Friday, February 20, 2004

Speaking of languages:

I read today that a fellow Hellenist with apparently way too much time on his hands has translated Harry Potter and the Philosopher's Stone (a.k.a. Harry Potter and the Sorceror's Stone, the trans-Atlantic name change due to a publishing industry which assumes that the average reader in the U.S. is slightly more cerebral than a sea sponge and might not buy a book with the word "philosopher" in its title, no matter how popular it was in Great Britain) into Ancient Greek. Retired Classic teacher Andrew Wilson was commissioned two years ago by the publishing house Bloomsbury to render the beloved children's bestseller/doorstop into the Greek of circa 400 B.C., and at last he has delivered the goods.

I must say I have mixed feelings about such a feat. I'm lukewarm on the whole Harry Potter phenomenon - I've never read any of J. K. Rowling's books, perhaps out of a combination of jealousy of her success and fear that I'd become as addicted to them as the next person on the subway, but mostly because her whimsical sort of fantasy isn't quite my cup of tea. I was interested however to see that Wilson turned to 19th Century katharevousa Greek as a model for translating words like "computer" and "automobile".

The katharevousa or purifying dialect arose as an attempt to rid contemporary spoken Greek of the myriad loan words that had crept in over the centuries from other languages such as Latin, Turkish, and the Western European tongues, while at the same time seeking to revive the features of classical Attic Greek grammar that the modern demotike was believed to have lapsed from terribly.
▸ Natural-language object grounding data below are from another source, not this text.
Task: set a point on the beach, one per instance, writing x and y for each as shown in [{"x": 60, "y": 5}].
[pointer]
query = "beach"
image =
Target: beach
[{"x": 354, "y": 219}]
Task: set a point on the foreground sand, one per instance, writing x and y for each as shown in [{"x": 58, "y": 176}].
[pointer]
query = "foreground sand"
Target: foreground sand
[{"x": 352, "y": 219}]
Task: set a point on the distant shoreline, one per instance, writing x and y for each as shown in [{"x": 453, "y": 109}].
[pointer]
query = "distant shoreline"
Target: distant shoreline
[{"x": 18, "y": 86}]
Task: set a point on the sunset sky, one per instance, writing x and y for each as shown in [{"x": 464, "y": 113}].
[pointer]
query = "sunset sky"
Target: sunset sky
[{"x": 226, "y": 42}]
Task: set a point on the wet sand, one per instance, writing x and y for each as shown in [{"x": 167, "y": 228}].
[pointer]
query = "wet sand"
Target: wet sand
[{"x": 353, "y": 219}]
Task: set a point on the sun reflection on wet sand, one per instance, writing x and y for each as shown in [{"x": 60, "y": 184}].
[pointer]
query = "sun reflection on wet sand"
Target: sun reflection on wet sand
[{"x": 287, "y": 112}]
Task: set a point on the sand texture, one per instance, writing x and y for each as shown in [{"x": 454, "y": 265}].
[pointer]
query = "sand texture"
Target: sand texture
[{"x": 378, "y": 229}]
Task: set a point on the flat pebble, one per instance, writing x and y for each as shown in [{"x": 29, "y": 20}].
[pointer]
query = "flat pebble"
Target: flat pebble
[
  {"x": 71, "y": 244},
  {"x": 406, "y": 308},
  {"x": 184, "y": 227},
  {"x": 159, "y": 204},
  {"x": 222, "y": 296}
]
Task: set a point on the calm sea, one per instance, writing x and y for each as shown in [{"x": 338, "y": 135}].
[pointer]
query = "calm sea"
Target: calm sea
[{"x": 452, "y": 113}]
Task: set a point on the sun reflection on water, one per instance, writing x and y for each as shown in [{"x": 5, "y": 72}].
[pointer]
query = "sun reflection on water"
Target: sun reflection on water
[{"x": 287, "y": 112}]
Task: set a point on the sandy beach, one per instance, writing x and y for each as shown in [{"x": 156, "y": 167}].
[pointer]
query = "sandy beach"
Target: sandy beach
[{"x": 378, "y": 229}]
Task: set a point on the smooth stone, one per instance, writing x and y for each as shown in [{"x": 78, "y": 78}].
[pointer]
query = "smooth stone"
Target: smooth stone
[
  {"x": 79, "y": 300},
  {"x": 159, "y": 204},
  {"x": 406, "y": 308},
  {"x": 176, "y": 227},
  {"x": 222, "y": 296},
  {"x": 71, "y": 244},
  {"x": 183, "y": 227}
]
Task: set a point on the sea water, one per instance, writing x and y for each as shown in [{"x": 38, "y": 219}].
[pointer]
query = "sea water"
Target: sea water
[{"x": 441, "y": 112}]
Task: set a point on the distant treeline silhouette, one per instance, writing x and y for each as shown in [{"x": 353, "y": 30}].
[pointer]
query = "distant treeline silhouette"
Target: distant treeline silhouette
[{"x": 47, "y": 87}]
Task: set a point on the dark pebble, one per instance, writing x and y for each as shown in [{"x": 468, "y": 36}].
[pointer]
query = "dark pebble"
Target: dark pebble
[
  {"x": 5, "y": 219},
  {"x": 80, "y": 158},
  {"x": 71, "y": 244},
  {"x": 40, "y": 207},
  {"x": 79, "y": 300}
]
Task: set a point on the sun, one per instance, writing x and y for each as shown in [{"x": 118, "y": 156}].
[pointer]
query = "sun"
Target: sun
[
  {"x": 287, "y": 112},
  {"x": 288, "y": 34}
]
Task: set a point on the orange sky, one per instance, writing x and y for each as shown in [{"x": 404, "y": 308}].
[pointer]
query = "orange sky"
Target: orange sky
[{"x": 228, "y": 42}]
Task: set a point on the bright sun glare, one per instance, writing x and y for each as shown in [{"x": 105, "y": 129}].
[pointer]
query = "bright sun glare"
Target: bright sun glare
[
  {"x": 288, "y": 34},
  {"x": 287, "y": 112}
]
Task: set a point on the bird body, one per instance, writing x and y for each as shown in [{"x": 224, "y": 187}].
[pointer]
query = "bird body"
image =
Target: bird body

Technically speaking, however, katharevousa was not Ancient Greek, but an archaizing form of Modern Greek; whereas before that the so-called "Atticists" of Late Antiquity and the Byzantine Empire endeavored to emulate the language of Plato, Isocrates, and Lysias down to the very details.

This made the problem of neologisms very... well... problematic, as the process of coining compound words willy-nilly was not an Attic phenomenon, but a feature of later Ancient Greek (to be fair, Attic Greek does allow for compounds, but they mostly exist in the form of verbs with prepositional prefixes, and even then the rules for forming these compounds were much more rigid than would be the case with later Greek). In lieu of these compounds, Atticists were forced to resort to all manners of circumlocution in order to express concepts or describe items that Greek didn't have the equivalent for circa 400 B.C.

The usual response of a Byzantine author to this challenge was to pick the closest equivalent Attic word that was attested in the surviving literature, a practice which has confused many an amateur medievalist over the years. One example was referring to any of the contemporary races living in the Black Sea region as "Scythians", never mind that there was neither a cultural nor a genetic link between those ancient inhabitants and the latter-day inheritors of their territory; another is an instance where Michael Psellos uses a Classical term for a type of weapon in place of the 11th Century word for wooden axe, leading astray a generation of military historians and historical recreationists alike.

So does this make Wilson's Areios Poter "Ancient Greek", as he claims, or a kind of katharevousa instead? The only way to tell one would be to read the book - a daunting prospect, to say the least. Just to satisfy my curiosity I might want to take a peek at it, but I'd much rather be reading an actual Ancient Greek author than attempting to pick my way through a modern Englishman's attempt at Atticism. But that's just me.